I ask Gyan why it is only boys in the program. He tells me that the majority of railway kids are in fact boys, and this seems to be attributed to two reasons. One, boys are more likely than girls to actually run away from home and leave their villages. Second, for the girls who do arrive, Gyan says they are the first to disappear. The sex trade swallows up the girls immediately. Obviously, some kind of more immediate intervention needs to occur, because once any child is plucked away from the station they are almost always lost. For the girls whom Ashadeep workers do occasionally find in the stations, they refer to another NGO, Saathi, which has a program for girls. The organizations, as well as medical doctors and teachers, all work closely together.

Ashadeep offers the children who end up at Kurla, sleeping on the platforms and ragpicking for pocket money, food and a bath, clothing, medical care, recreations such as games and movies, and learning. Half an hour into my visit the games are put away and a math lesson begins. The boys grow serious as they carefully write out the numbers and do their sums.
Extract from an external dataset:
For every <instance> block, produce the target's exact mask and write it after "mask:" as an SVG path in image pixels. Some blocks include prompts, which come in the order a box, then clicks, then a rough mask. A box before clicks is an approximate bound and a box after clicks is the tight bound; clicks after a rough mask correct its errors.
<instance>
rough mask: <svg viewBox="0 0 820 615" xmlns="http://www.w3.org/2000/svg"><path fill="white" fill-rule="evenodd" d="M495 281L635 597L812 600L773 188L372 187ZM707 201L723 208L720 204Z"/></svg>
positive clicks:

Me & Gyan (to my left) with the
boys of Kurla Railway Station.

Ashadeep also offers a caseworker to the children, such as Gyan. The social workers spend much of each work day doing outreach in the train stations, searching for new children and befriending them in a nonthreatening manner, telling them about Ashadeep and the program it offers. They give the children food and offer them baths, clean clothes, and the chance to regularly participate in Ashadeep care. They try to protect the children as much as possible from the dangers of the station. When a child has been coming to Ashadeep regularly and wants to leave the railway life, Ashadeep will contact the family if the boy has one, to try and work with them if possible for reunification. Because many boys fled abusive homes or were forced to leave, this is not always possible. If not, Ashadeep will help him get into a group residential home, boarding school, or rehab center. Drug use, particularly glue sniffing, is a problem for many of these boys without a childhood who often yearn for an escape from the brutality of their lives.

In Hindi, Ashadeep means “Lamp of Hope” – and with an estimated 100,000 homeless children in Mumbai, that’s exactly what it is, at least to these boys at the Kurla railway station.

This post was featured on Global Voices Online – see it here!

PROFILE: Mohammed Rafik

Rafik is one of the rare local Ashadeep children, a Muslim boy with family in Mumbai. Some time ago Rafik suffered an accident or injury to both his hands – exactly what is not known. An infection set in and spread. Because his family is extremely poor and lacking money for a proper operation, rather than treat the injury with adequate medical treatment and surgery, both of Rafik’s hands were amputated.

Rafik lives sometimes at the Kurla station with the other boys, and sometimes with his family, who use his disability by making him beg on the streets. He comes into Ashadeep for food, bathing, and to play games and for education. Gyan says that Rafik is extremely smart and loves to learn; he voraciously eats up anything taught to him or that he can learn.

Rafik would be a perfect candidate for boarding school, if his family can be persuaded to give the permission for him to go. Gyan seems to feel this is unlikely, however, as it will be a loss of income from his begging for the family. “I tell these boys that as long as we are standing with them, no one can raise hands against them any longer,” Gyan says. But still, many are too afraid.